WWD has learned that the luxury giant sold the upstart beauty companies Hard Candy and Urban Decay last month to the U.S.-based Falic family for an undisclosed sum. And those might not be the last of LVMH’s 50 brands to go. Chief financial officer Patrick Houel said on a conference call Thursday, during which the group discussed its 2002 sales results, that more transactions are on the way.

LVMH upped its operating profit growth targets to at least 25 percent for 2002 while reporting a sales increase last year of 3.8 percent to $13.58 billion.

"I think we will continue selling some businesses, small companies, real estate and shares in companies," Houel said, responding to questions from analysts. "We will concentrate on our core businesses."

Pressed for further precision, Houel said, "I will not give you the names of companies we are going to sell."

However, sources suggest possibilities range from Thomas Pink and Loewe to Sephora, Guerlain or even Givenchy.
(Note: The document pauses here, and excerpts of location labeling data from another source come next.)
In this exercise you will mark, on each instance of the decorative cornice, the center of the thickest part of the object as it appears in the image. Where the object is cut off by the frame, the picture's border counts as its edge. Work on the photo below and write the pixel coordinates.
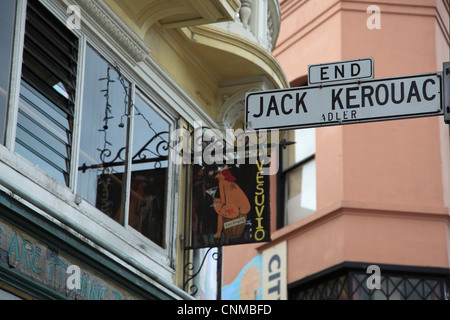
(240, 46)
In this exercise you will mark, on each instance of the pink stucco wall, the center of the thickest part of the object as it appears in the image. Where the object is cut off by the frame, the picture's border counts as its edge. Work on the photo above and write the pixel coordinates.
(383, 189)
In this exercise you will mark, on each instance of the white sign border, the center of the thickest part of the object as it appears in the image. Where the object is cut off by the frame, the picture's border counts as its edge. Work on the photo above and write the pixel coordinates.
(439, 112)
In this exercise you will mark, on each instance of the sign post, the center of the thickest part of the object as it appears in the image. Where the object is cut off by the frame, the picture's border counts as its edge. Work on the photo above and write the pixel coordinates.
(446, 92)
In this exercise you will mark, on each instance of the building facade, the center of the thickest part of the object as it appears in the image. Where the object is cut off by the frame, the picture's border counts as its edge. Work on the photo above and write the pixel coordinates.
(93, 202)
(361, 201)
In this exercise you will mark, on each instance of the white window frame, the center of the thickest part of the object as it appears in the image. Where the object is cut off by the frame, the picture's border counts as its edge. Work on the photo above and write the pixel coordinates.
(144, 252)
Potential buyers for fashion and leather goods businesses are said to include the upstart luxury conglomerates Equinox and France Luxury Group, Texas Pacific Group, the investment fund Opera or other venture capital funds. As for potential beauty brand buyers, possibilities range from L’Oréal to Wella, while for Sephora, suitors could range from the German group Douglas to French department store chain Galeries Lafayette.

Sources suggested all options are being considered, and it’s possible some brands could be bundled and sold as a package deal. LVMH sold its Pommery champagne brand and money-losing auction business Phillips last year, and had been under pressure to sell its money-losing selective distribution division, which last year saw sales dip five percent to $3.57 billion. Dollar figures are converted from the euro at current exchange rates.

LVMH chief Bernard Arnault has described selective retail as "noncore" and analysts believe that may still be the case. "I think Sephora could be sold this year," said Antoine Colonna, luxury analyst at Merrill Lynch in Paris. "I would expect the company will clarify in March at its shareholders’ meeting what it sees as core and noncore."